La «guerra grigia» ai diplomatici Usa in Russia

Si moltiplicano gli attacchi ai diplomatici americani a Mosca. Intrusioni in casa, familiari seguiti, minacce non tanto velate. Fino a un’aggressione proprio davanti all’ambasciata.

Ivan Sekretarov/AP

«Queste intimidazioni sono un nuovo fronte nella “guerra grigia” che la Russia ha ingaggiato con l’Europa sin dal ritorno di Putin al potere», ha detto l’ambasciatore Usa a Praga, Norm Eisen. «Ora è una ritorsione contro le sanzioni occidentali a causa dell’Ucraina. Colpiscono i diplomatici americani letteralmente dove vivono».

Quella di Eisen non è un’esagerazione. Josh Rogin, commentatore per il Washington Post ed esperto di politica estera e sicurezza nazionale, ha raccolto una serie di testimonianze di prima mano da diplomatici attualmente o appena cessati dal servizio in Russia. In una serie di cablo segreti, i funzionari riferiscono di intrusioni nei loro appartamenti in piena notte, mobili spostati, elettrodomestici lasciati accesi o rubinetti aperti. Un diplomatico ha riferito di aver trovato delle feci sul tappeto del suo soggiorno.

Chiari segnali intimidatori che non fanno altro che alzare il livello di nervosismo nelle relazioni tra Russia e Usa.

Le aggressioni ai diplomatici

Ma l’episodio più grave è quello accaduto lo scorso 6 giugno, di cui si è saputo solo successivamente. Un funzionario americano ha riferito di aver mostrato il proprio distintivo a un poliziotto di guardia all’ambasciata che, per tutta risposta, lo ha afferrato con forza e gli ha rotto una spalla. «Si è trattato di un gesto decisamente intenzionale», ha detto a Radio Free Europe il diplomatico, secondo cui non c’è stata neanche alcuna ragione apparente.
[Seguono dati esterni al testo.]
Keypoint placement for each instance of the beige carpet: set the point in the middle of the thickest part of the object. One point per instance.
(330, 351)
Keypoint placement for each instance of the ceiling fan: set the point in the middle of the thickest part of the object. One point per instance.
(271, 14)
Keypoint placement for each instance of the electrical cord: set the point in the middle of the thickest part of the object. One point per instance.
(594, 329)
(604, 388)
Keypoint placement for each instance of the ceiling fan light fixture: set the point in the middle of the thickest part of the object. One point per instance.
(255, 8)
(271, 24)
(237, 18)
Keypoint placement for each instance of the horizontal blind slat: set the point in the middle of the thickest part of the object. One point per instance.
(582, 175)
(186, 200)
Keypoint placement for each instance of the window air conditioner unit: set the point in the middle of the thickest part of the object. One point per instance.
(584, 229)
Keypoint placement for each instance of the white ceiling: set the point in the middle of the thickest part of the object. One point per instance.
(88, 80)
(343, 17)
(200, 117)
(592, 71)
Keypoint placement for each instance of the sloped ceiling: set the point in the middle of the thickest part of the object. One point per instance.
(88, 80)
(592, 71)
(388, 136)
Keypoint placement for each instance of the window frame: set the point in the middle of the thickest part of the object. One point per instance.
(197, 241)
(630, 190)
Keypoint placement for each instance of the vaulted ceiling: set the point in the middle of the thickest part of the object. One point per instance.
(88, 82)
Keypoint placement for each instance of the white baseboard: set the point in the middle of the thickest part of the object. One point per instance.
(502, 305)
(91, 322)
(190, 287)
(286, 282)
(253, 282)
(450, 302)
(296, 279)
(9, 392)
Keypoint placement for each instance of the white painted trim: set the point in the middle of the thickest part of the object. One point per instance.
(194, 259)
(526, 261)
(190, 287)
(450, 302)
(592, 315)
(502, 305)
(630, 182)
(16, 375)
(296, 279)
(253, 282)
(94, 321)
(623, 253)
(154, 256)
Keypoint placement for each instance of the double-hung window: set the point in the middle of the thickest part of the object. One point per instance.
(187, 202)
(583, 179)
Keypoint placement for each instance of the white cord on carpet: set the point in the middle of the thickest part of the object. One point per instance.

L’escalation è stata tale che, il 27 giugno, il segretario di Stato John Kerry se ne è lamentato direttamente con Putin. «Prendiamo la cosa molto seriamente», ha commentato la portavoce di Kerry, Elizabeth Trudeau.

Sembra che Putin non si sia espresso sulla possibilità di intervenire. Arduo, del resto, immaginare che non ci sia una volontà espressa del Cremlino di rendere difficile la vita dei diplomatici americani in Russia. E, del resto, il personale che presidia l’ambasciata russa appartiene all’Fsb, i servizi segreti.

Le stesse autorità russe non solo non hanno negato la loro responsabilità in azioni che – va ricordato – sono quasi tutte a opera di ignoti, ma hanno in una certa maniera confermato le accuse statunitensi.

L’ambasciata russa a Washington ha diffuso un comunicato in cui si afferma che «Il deteriorarsi delle relazioni tra Usa e Russia non è stato causato da noi, ma dalla politica delle sanzioni di questa amministrazione. Noi non abbiamo mai preso alcuna iniziativa per danneggiare i diplomatici».

La portavoce del ministro degli Esteri russo, Maria Zakharova, è stata persino più esplicita. «La diplomazia si basa sulla reciprocità. Più gli Stati Uniti rovinano le relazioni, più difficile sarà per i diplomatici americani lavorare in Russia».

Una ritorsione per le sanzioni

Lo scorso gennaio Washington ha rimosso cinque dei sei consoli onorari russi nel Paese. Ed è forse questo a cui si riferisce Zakharova quando parla di reciprocità. Anche perché non risulta che nessun diplomatico russo in Usa abbia lamentato niente di paragonabile agli episodi accaduti a Mosca.

Piccoli gesti intimidatori nei confronti di diplomatici di Paesi non amici, o addirittura ostili, sono piuttosto comuni. E la Russia non ha mai fatto eccezione. La pratica di far seguire i familiari dai servizi segreti in maniera evidente, per esempio, è qualcosa a cui i funzionari sono abituati. Ma il livello raggiunto dalle nuove azioni è ben più grave e preoccupante.

L’unico precedente di una certa gravità, probabilmente, è quello riferito dall’addetto alla Difesa della rappresentanza Usa durante il primo mandato di Obama, a cui ignoti hanno ucciso il cane nel suo appartamento durante la sua assenza.

La «guerra grigia» dei servizi segreti russi ai diplomatici americani è un’ulteriore linea di confronto tra la Russia e l’Occidente. Non si hanno al momento notizie di episodi specifici ai danni di funzionari di altri Paesi, anche se la portavoce Trudeau ha detto che altre ambasciate occidentali a Mosca si sono lamentate del comportamento delle autorità russe. Un segno in più, se mai serviva, che le sanzioni sono tutt’altro che indifferenti.